I put the backup configuration in my Rails config directory but this does mean that it’s deployed on both the production and staging servers. I add a guard at the top of the backup config file to check the RAILS_ENV:

[code lang=ruby]
return Backup::Model.new(:_production_backup, 'Nothing'), {} unless ENV['RAILS_ENV'] == 'production'
[/code]

Schedule

Next, you’ll want to automate the backup process. I use the whenever gem to schedule cron tasks in my application so I added the following line:

[code lang=ruby]
job_type :envcommand, 'cd :path && RAILS_ENV=:environment :task :output'
every 1.day, at: '0430' do
envcommand 'backup perform -t appname_production_backup -c ./config/backup/config.rb'
end
[/code]

Notice that I use the -c flag to reference the backup configuration inside the current directory (i.e., the Rails dir). By default, backup expects the configuration to be stored in ~/Backup/models/my_backup.rb so we just need to point it at the configuration file inside our Rails app directory. Doing this has the advantage that I can update the backup strategy using the familiar the Capistrano workflow.

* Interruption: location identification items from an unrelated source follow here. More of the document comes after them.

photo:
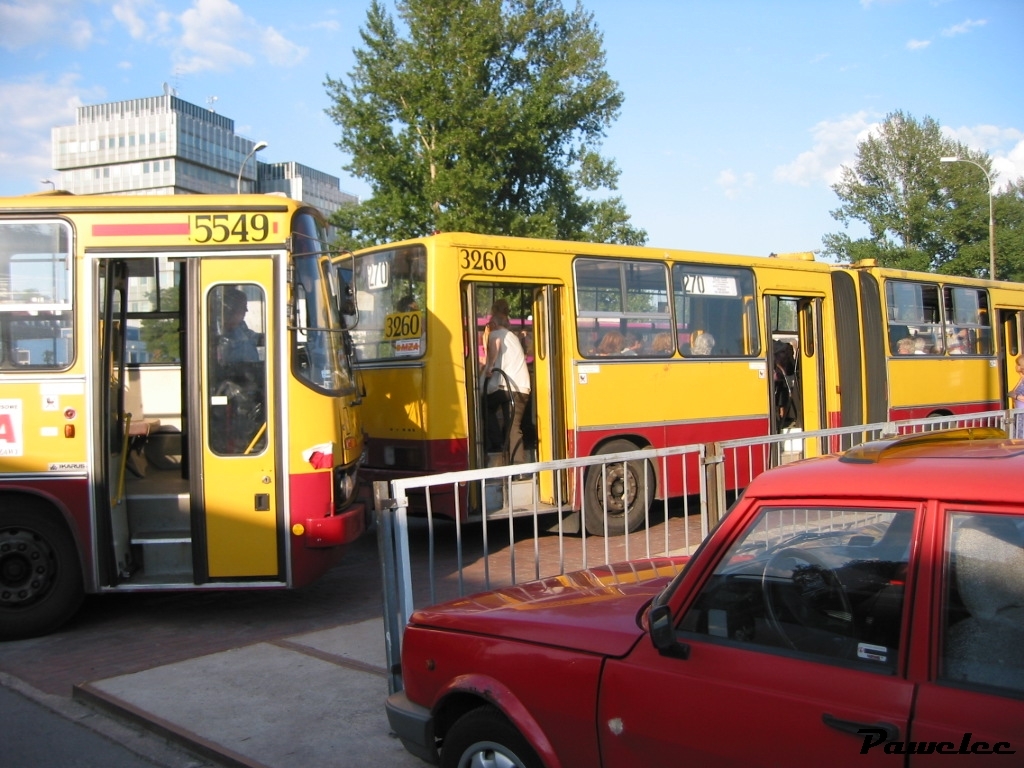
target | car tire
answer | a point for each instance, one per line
(484, 738)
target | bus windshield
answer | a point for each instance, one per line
(320, 353)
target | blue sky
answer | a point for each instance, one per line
(738, 114)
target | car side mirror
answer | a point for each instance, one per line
(663, 633)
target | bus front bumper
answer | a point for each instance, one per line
(324, 532)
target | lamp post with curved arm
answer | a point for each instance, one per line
(991, 215)
(259, 145)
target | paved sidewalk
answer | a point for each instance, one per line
(309, 700)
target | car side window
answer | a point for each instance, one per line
(823, 582)
(983, 601)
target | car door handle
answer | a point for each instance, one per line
(854, 727)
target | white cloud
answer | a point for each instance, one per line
(128, 13)
(217, 36)
(33, 105)
(835, 144)
(733, 184)
(46, 23)
(964, 27)
(1004, 145)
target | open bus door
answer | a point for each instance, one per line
(535, 312)
(1010, 321)
(239, 441)
(797, 366)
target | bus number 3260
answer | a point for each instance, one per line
(481, 261)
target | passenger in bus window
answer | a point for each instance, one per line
(508, 387)
(238, 343)
(702, 344)
(611, 345)
(633, 345)
(662, 345)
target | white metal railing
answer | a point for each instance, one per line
(429, 557)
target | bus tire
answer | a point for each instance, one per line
(40, 576)
(626, 498)
(485, 737)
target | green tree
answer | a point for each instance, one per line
(894, 187)
(485, 116)
(921, 213)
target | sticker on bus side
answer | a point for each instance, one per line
(11, 436)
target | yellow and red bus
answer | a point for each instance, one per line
(787, 344)
(177, 404)
(914, 345)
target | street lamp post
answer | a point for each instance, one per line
(991, 214)
(259, 145)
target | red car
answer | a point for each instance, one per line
(866, 609)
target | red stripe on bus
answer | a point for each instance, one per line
(125, 230)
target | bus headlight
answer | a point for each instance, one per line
(345, 484)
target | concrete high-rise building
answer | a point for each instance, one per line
(166, 145)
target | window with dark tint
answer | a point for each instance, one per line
(968, 322)
(623, 308)
(717, 303)
(983, 601)
(822, 582)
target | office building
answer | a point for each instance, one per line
(166, 145)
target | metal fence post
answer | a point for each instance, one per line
(712, 483)
(394, 572)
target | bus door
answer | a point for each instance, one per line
(534, 314)
(114, 559)
(238, 439)
(797, 366)
(1011, 322)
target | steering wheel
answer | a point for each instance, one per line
(810, 592)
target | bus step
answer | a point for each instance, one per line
(159, 512)
(163, 552)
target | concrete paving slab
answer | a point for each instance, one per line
(296, 704)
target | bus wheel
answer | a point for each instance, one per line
(40, 578)
(627, 494)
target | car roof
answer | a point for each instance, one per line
(978, 465)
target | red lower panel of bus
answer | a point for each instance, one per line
(925, 412)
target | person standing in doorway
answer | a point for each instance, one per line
(508, 387)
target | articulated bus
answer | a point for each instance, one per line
(177, 406)
(914, 345)
(634, 347)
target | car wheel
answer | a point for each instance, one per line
(627, 487)
(484, 738)
(40, 576)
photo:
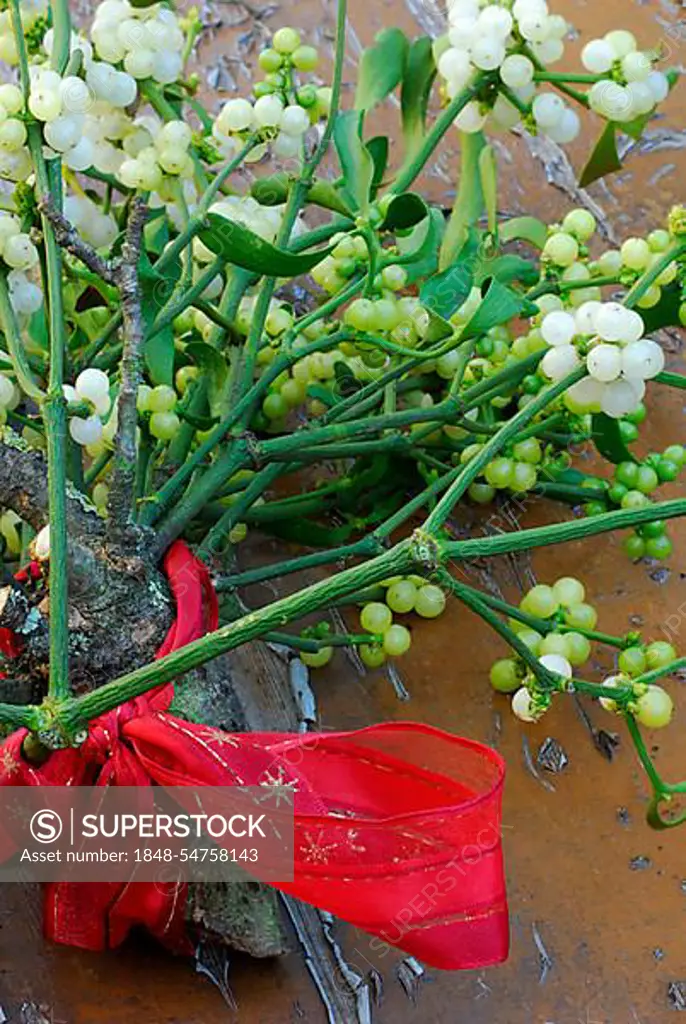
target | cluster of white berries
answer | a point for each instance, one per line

I would recommend setting these mail options

[code lang=ruby]
mail.on\_success = true
mail.on\_warning = true
mail.on_failure = true
[/code]

for a few days so that you’ll receive (hopefully) comforting emails every day and can verify the backups before turning off mail.on_success and letting it work away silently.

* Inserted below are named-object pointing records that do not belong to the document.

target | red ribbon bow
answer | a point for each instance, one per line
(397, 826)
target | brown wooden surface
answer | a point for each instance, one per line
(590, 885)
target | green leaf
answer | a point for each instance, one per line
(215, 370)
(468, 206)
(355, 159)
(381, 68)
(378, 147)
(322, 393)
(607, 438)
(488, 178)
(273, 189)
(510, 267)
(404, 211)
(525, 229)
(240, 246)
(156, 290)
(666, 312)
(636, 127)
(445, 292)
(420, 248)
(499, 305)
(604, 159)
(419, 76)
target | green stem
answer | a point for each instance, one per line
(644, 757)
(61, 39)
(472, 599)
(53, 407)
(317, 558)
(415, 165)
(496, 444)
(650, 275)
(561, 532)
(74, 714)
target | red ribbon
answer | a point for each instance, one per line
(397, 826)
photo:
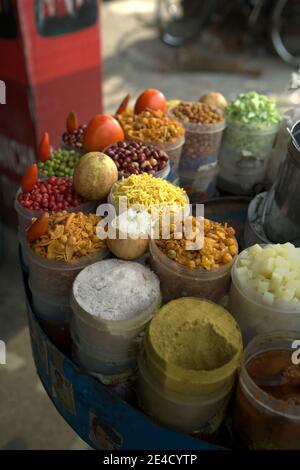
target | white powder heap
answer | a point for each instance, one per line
(116, 290)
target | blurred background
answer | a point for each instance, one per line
(60, 55)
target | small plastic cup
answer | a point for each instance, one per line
(178, 281)
(25, 215)
(244, 157)
(202, 143)
(261, 421)
(254, 316)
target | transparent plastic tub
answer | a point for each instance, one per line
(113, 341)
(255, 317)
(200, 184)
(202, 143)
(177, 280)
(56, 277)
(261, 421)
(49, 307)
(25, 215)
(181, 390)
(199, 414)
(244, 157)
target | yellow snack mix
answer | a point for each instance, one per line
(219, 248)
(150, 126)
(70, 236)
(146, 190)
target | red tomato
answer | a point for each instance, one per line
(150, 99)
(102, 130)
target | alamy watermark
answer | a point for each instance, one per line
(296, 353)
(2, 92)
(161, 222)
(2, 353)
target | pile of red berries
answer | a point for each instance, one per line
(52, 194)
(134, 158)
(75, 139)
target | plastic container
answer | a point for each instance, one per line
(199, 414)
(56, 277)
(179, 393)
(261, 421)
(173, 149)
(253, 316)
(202, 144)
(244, 157)
(200, 184)
(108, 346)
(81, 399)
(177, 280)
(49, 307)
(25, 215)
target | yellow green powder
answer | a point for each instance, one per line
(194, 334)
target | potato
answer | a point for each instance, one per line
(127, 249)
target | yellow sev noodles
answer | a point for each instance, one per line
(146, 190)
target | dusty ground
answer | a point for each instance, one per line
(133, 59)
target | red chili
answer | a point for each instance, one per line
(29, 178)
(45, 148)
(72, 122)
(123, 105)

For the moment, I’m actually storing the databases locally and relying on the hosting provider’s regular backups to copy them offsite. As usage and importance of the data grows, I’ll probably convince the client to add an encrpyted S3 backup but that’s only a few more lines of code :-) You could, of course, also point TarSnap at the backups directory for very secure offsite storage.

Read more

The backup gem has some really excellent documentation that’s worth reading. It’s also possible to extend the functionality by writing new handlers (e.g. to backup a new database system).